I kind of felt this way when I got to the reveal too. It felt really out of left field, but in retrospect there is a TON of foreshadowing for this (see: a bunch of Reiner / Bert / Annie's dialogue during the parts the anime is currently covering, some of the events that happen when Titan!Annie is doing her thing, etc.), so much so that people figured out who they were months before the reveal. So although it seems kind of like an asspull it's definitely not. As for the method of the reveal, it makes sense given the context. Reiner's been shown to be cracking under pressure and is now wounded: he'll heal far too quickly from it and people will suspect him, so he is now under a time crunch. He also assumes (incorrectly) that Eren would initially be sympathetic to them, so why attack a potential ally? There's also the visual angle of the reveal: we're supposed to relate to Mikasa in a "what the fuck did I just hear?" sort of way.
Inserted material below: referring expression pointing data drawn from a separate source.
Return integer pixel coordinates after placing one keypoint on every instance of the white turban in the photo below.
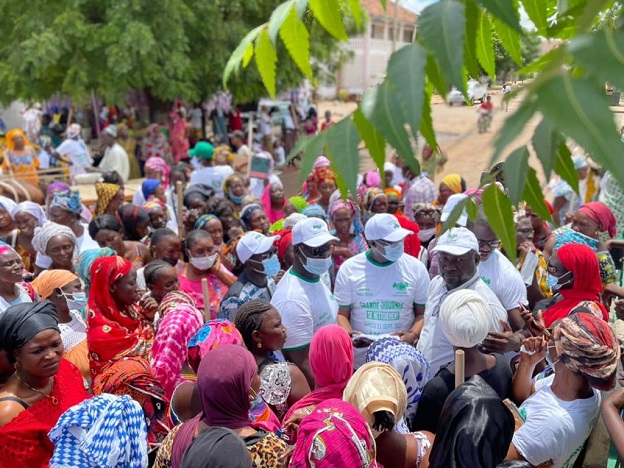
(32, 209)
(466, 318)
(46, 232)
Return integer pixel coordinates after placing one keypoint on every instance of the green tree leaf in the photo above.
(485, 45)
(373, 140)
(327, 12)
(342, 150)
(580, 109)
(297, 41)
(533, 195)
(442, 28)
(515, 171)
(510, 39)
(505, 11)
(406, 72)
(499, 212)
(277, 19)
(537, 10)
(381, 107)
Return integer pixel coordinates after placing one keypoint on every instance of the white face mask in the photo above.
(204, 263)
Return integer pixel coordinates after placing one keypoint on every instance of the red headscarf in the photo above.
(112, 333)
(331, 360)
(601, 214)
(582, 261)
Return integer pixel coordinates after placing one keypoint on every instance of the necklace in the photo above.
(54, 399)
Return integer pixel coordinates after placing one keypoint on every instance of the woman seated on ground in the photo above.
(228, 383)
(64, 289)
(560, 411)
(475, 428)
(331, 360)
(58, 243)
(27, 216)
(379, 394)
(42, 387)
(282, 384)
(466, 319)
(108, 232)
(589, 221)
(574, 278)
(204, 262)
(412, 365)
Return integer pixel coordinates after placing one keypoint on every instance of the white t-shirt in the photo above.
(554, 429)
(381, 296)
(116, 159)
(78, 153)
(433, 342)
(213, 176)
(504, 279)
(305, 306)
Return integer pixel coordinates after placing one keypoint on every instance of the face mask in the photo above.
(203, 263)
(426, 234)
(393, 252)
(271, 266)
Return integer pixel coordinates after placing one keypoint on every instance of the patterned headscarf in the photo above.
(586, 344)
(68, 202)
(105, 193)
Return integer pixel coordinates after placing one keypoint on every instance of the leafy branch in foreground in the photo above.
(455, 40)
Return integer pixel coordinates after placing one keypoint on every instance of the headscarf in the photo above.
(247, 213)
(67, 201)
(105, 430)
(12, 134)
(466, 318)
(602, 215)
(217, 447)
(583, 263)
(377, 387)
(334, 435)
(45, 233)
(273, 215)
(32, 209)
(453, 182)
(85, 260)
(158, 164)
(331, 360)
(105, 193)
(586, 345)
(475, 428)
(149, 186)
(213, 335)
(22, 322)
(411, 364)
(49, 280)
(203, 220)
(223, 382)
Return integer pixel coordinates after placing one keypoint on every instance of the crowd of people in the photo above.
(247, 328)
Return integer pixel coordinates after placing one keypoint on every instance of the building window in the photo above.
(377, 31)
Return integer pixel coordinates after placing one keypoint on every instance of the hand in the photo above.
(537, 345)
(502, 342)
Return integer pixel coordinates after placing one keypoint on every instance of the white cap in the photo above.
(254, 243)
(386, 227)
(457, 241)
(450, 205)
(312, 232)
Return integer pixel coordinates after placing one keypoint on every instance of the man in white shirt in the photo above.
(207, 174)
(458, 254)
(302, 299)
(505, 281)
(383, 290)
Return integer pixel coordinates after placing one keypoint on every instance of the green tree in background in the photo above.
(169, 49)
So while I'm not too fond of how it was revealed I think the way it was delivered was just fine.
As for everyone is titans: Yeah, I can see where people are coming from on this. Moments like the ending of episode four just aren't going to feel the same coming from Eren anymore; before he was this one guy ballsy enough to take on a monster taller than the world he's lived in his entire life, which is incredibly badass. Moments like these are going to have to come from the non-titan characters now, and those actions won't feel the same because they aren't the main character and don't have the relationship he has with the viewers.
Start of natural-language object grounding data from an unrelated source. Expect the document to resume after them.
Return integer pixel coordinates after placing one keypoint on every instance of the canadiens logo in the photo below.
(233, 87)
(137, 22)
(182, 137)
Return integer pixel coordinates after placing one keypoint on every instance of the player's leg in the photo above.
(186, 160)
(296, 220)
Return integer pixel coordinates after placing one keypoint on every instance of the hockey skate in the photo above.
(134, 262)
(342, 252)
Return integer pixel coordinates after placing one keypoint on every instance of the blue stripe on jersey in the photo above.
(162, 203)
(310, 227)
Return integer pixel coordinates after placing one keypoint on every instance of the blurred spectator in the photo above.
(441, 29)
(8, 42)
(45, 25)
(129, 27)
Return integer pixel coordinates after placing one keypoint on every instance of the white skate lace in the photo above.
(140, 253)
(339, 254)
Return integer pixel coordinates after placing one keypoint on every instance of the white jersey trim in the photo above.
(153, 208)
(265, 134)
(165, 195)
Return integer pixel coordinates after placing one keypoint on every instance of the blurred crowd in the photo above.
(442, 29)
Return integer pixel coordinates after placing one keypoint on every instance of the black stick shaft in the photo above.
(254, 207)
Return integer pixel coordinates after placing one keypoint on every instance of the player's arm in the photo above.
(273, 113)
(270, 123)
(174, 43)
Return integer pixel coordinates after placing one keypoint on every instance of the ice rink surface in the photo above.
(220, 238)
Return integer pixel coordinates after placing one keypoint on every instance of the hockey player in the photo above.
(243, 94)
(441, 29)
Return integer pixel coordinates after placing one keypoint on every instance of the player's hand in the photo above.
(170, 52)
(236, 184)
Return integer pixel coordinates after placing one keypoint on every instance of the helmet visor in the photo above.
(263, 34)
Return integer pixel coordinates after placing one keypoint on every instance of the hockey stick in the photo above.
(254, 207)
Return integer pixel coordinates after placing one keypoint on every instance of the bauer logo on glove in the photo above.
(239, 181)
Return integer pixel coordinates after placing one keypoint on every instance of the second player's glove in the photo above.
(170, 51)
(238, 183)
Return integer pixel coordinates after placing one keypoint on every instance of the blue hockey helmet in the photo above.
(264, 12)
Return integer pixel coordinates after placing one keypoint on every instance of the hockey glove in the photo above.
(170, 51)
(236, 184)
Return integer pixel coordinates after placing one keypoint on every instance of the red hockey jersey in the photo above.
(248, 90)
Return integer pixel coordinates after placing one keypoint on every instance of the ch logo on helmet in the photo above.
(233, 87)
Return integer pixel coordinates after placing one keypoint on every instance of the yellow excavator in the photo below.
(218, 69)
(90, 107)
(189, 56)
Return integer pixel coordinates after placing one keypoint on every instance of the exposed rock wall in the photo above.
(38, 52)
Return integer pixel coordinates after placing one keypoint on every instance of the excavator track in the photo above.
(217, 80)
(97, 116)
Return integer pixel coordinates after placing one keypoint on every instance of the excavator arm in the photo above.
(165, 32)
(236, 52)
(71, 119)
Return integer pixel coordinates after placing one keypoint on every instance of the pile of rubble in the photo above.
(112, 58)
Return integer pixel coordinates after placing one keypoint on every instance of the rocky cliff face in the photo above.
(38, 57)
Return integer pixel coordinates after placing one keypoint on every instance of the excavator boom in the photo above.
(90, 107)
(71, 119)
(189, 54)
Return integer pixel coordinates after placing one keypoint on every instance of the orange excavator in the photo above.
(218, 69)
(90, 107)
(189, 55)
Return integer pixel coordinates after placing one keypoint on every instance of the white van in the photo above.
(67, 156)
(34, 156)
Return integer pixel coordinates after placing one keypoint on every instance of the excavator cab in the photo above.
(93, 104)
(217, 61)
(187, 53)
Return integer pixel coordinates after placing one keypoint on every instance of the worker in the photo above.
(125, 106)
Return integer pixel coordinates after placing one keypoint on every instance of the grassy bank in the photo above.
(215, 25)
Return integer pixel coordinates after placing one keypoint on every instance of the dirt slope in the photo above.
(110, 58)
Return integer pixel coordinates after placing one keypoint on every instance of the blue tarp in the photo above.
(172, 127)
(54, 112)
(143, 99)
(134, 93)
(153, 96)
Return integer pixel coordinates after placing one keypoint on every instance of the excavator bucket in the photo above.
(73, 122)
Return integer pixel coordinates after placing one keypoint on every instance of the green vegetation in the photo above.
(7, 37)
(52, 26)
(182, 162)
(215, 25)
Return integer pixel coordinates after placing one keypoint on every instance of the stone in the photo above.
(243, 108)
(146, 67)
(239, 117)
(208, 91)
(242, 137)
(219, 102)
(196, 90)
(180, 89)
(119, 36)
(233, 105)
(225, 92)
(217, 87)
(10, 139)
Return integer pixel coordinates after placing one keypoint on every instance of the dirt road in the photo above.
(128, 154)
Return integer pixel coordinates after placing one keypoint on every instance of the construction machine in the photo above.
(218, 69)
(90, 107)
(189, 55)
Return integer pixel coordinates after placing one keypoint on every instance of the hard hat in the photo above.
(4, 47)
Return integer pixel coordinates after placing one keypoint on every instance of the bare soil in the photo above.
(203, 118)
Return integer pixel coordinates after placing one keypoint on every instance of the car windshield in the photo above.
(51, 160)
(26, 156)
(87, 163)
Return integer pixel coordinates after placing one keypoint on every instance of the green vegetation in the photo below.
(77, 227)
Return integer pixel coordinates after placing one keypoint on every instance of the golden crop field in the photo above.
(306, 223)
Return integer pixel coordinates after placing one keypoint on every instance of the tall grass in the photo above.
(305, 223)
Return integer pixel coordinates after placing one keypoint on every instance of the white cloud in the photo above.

However, I think humans -> titans is (mostly) necessary for the progression of the story. Without this ability I don't really see any way that the story doesn't end with human extinction given their circumstances, and without any opponents of the same caliber for Titan!Eren to fight, all his fights will boil down to "Eren stomps on about a hundred titans and then retreats", which gets boring really fast. He needs opponents on the scale of the Colossal Titan / Armored Titan, etc, and we need those opponents to have personality and motivations or it's little better than curbstomping a bunch of 3m-classes. Those titans having human sides makes this much easier. It also makes characters like Monkey Trouble, who have no confirmed human alter ego, more sinister because we have no idea what the fuck he plans to do since even the opposing human-titans are scared shitless of him. And on the survival-horror aspect, titan double-agents REALLY makes humanity seem fucked. So while I miss moments like the end of episode four, I think it was a necessary sacrifice for the progression of the story.